Humans are physical beings. Even if humans were transferred into digital beings there would still remain the equivalent of passing on the bare minimum of electricity in order to more perfectly satisfy some cognitive ritual. Totally disregarding your infrastructure would only be an option to an agent with no physical parts. But those agents can’t do actions. And that includes attempts to try to satisfy any rituals.
Required reading. And the other links here.
Is there such a thing as a desire that’s actually just stupid? I’m not sure that’s possible in a world where humans are just one possible sort of evolved intelligence and metamorality is per-species. But within humanity, can we say someone’s values are in fact stupid? Irrational?
One possible example suggested by Parfit is “FutureTuesday Indifferance”. Suppose Bob cares about his future self and in particular prefers not to have pain in the future, as normal people do—except for any future Tuesday. He does not care at if he is going to suffer pain in a future Tuesday. He is happy to choose on Sunday to have an extremely painful operation scheduled for Tuesday instead of a mild one for either Monday or Wednesday. It is not that he does not suffer the pain when Tuesday comes: he is only (irreducibly, arbitrarily) indifferent to pain on Tuesdays that are in the future. Parfit argues that Bob has irrational preferences.
Of course this is a very contrived and psychologically unrealistic example. But Parfit argues that, once it is granted that brute preferences can be irrational, then the question is open whether many of our actual ones are (maybe because they are subtly grounded on distinctions that when examined are as arbitrary as that between future Tuesday and Monday).

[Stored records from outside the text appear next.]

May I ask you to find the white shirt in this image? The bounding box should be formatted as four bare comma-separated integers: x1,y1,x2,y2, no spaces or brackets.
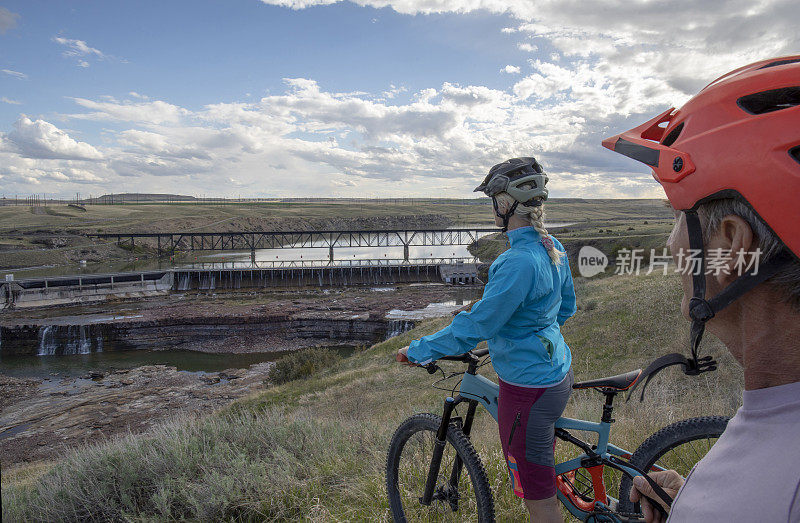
669,382,800,523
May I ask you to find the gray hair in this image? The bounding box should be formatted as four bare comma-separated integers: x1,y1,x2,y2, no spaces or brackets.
495,192,566,265
698,198,800,311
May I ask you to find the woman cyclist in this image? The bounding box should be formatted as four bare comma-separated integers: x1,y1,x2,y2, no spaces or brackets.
397,157,575,522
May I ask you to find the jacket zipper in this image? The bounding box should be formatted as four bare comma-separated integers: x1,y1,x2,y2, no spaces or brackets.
508,412,522,447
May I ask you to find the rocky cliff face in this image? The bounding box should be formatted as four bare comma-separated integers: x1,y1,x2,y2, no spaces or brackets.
0,315,389,356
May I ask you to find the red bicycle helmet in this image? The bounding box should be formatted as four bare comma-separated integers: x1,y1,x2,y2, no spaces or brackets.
603,56,800,397
603,55,800,257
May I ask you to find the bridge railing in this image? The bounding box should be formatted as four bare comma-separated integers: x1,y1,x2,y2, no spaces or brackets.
88,227,497,253
173,257,478,271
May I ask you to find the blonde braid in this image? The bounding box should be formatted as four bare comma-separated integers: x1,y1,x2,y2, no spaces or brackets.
526,205,566,265
495,192,566,265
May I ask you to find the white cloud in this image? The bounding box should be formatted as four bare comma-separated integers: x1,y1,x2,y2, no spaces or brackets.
53,36,106,59
70,98,189,124
0,0,800,197
53,36,113,68
0,7,19,34
0,69,28,80
4,116,103,160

Yes. The obvious one to me is that it is totally irrational of me to want to eat pile of sweets that I know from previous experience will make me feel bad about myself ten minutes after eating it and which I rationally don’t need nutritionally. I can make myself not do it, but to make myself not want to is like trying to not see an optical illusion...
In my experience, there’s lots of ways to make myself not want to eat those sweets.

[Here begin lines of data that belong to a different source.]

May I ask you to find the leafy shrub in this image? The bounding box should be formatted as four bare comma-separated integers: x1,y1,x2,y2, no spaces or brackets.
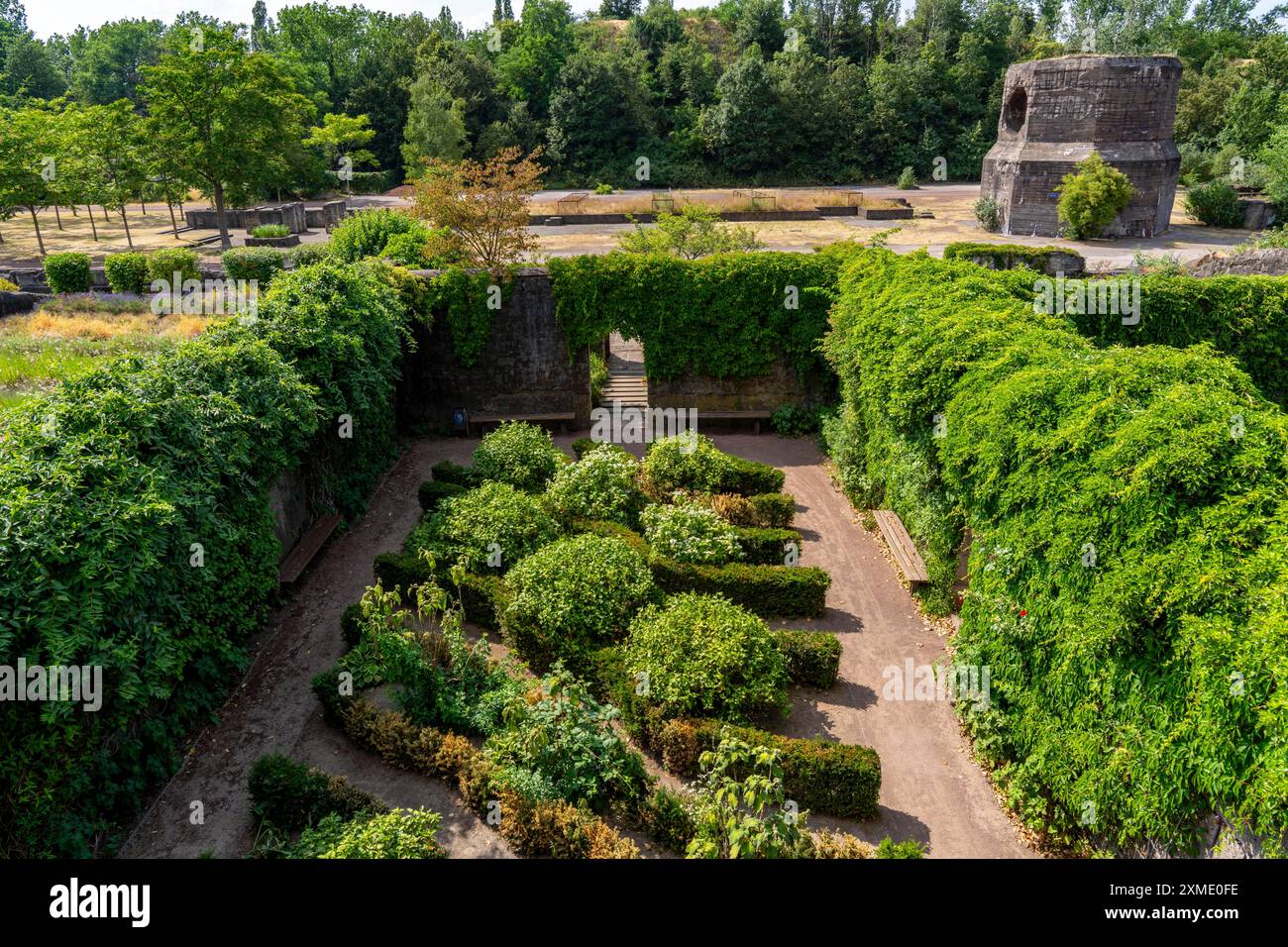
284,809,447,858
46,253,94,294
651,719,881,819
1185,180,1243,227
250,224,291,240
975,197,1002,233
825,253,1288,850
220,246,286,290
640,498,742,566
474,421,568,491
331,207,419,263
644,432,783,494
103,253,149,296
248,753,389,831
502,535,653,672
546,445,644,526
1056,151,1134,240
417,480,559,573
626,594,787,720
776,631,841,690
649,556,832,618
149,246,201,288
416,480,468,513
286,240,332,269
483,669,647,810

For example, I can get out of the house and go for a brisk walk, or better yet go to the gym and work out. IME, while I’m exercising I rarely find myself craving food of any sort unless I’m genuinely hungry.
Or I can make myself a large portion of something else to eat, and eat it until I’m stuffed. IME, I don’t want to eat sweets when I’m actively full.

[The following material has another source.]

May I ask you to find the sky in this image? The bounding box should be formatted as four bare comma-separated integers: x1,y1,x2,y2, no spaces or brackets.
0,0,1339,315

Or I can go to sleep. IME, I don’t want to eat sweets while I’m sleeping.
Or I can douse the sweets with urine. IME, I don’t want to eat sweets doused in urine.
Or many other possibilities.
The problem is I don’t want to do any of those things, either.
Which is a remarkable coincidence, when I stop to think about it.
In fact, a neutral observer might conclude that I want to want to eat the sweets.
Wants are like pains: sometimes they’re useful information that something should be attended to, and sometimes they’re irrelevant distractions because there are more important things to do, and just have to be endured and otherwise ignored.
Hm.
Suppose I value risk, and I value longevity, and I live in a world such that high-risk environments are always low-longevity and high-longevity environments are always low-risk.
I want to say something disparaging about that arrangement, but I’m not sure what it means to call it either “stupid” or “irrational”.
Certainly, it doesn’t follow from the fact that I have those values that I’m stupid.
It is certainly true that my behavior will predictably be less effective at optimizing my environment for my values in that case than it would be otherwise, but the same could be said for valuing happiness over paperclips.
(shrug) I think the word I want here is “inelegant.”
Yes.
Non-metonymically? Why is this an interesting question?
I’m surprised by the heavy downvote, given that the OP raises a very valid point, even if has been discussed a number of times before.